Later that month, the FDA approved teprotumumab to treat TED, which means the drug could be available in the U.S. soon. Horizon Therapeutics is marketing the drug as TEPEZZA, a fully human monoclonal antibody (mAb) and a targeted inhibitor of the insulin-like growth factor-1 receptor (IGF-1R) that is administered to patients once every three weeks for a total of eight infusions.
The FDA approval of TEPEZZA came ahead of the Prescription Drug User Fee Act (PDUFA) goal date of March 8, 2020. The medicine received Priority Review, Orphan Drug, Fast Track, and Breakthrough Therapy designations from the FDA.
“The FDA approval of TEPEZZA is momentous for the TED community and has the potential to change the treatment paradigm for TED – providing new hope for people who are living with this horrible, vision-threatening disease,” says Raymond Douglas, MD, PhD, director of the Orbital and Thyroid Eye Disease Program, Cedars-Sinai Medical Center and co-principal investigator of the TEPEZZA Phase 3 confirmatory clinical trial. “Today’s news brings forward a medicine for patients that targets the underlying biology of the disease and has been shown to significantly improve eye bulging and double vision, which are the most debilitating aspects of the disease.”
The FDA approval of TEPEZZA is supported by a robust body of clinical evidence, including statistically significant, positive results from the Phase 2 clinical study, as well as the Phase 3 confirmatory clinical study OPTIC (Treatment of Graves’ Orbitopathy [Thyroid Eye Disease] to Reduce Proptosis with Teprotumumab Infusions in a Randomized, Placebo-Controlled, Clinical Study).
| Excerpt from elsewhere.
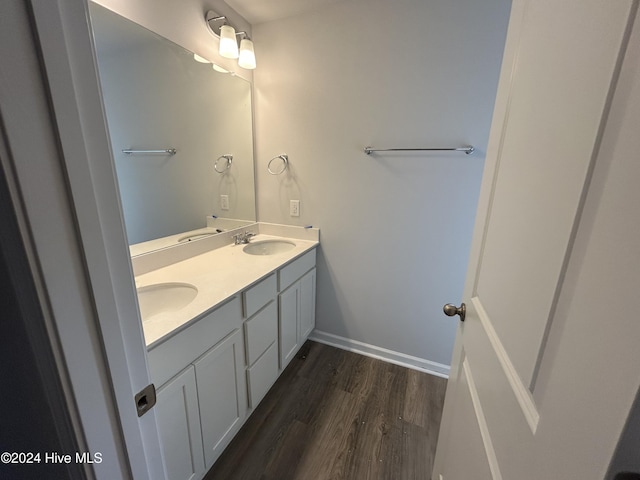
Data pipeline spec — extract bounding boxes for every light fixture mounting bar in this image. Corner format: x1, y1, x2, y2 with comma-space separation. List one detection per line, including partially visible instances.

The OPTIC study found that significantly more patients treated with TEPEZZA (82.9%) had a meaningful improvement in proptosis (≥ 2 mm) as compared with placebo patients (9.5%) (p˂0.001) without deterioration in the fellow eye at week 24. Additional secondary endpoints were also met, including a change from baseline of at least one grade in diplopia (double vision) in 67.9% of patients receiving TEPEZZA compared to 28.6% of patients receiving placebo (p=0.001) at Week 24. In a related analysis of the Phase 2 and Phase 3 clinical studies, there were more patients with complete resolution of diplopia among those treated with TEPEZZA (53%) compared with those treated with placebo (25%). The majority of adverse events experienced with TEPEZZA treatment were graded as mild to moderate and were manageable in the trials, with few discontinuations or therapy interruptions.
Horizon will conduct a post-marketing study to evaluate safety in a larger patient population as was discussed at the Dermatologic and Ophthalmic Drugs Advisory Committee (DODAC) FDA Advisory Committee meeting on December 13, 2019, where the committee voted unanimously (12-0) that TEPEZZA demonstrated a positive benefit risk profile. This study will also evaluate retreatment rates relative to how long patients receive the medicine.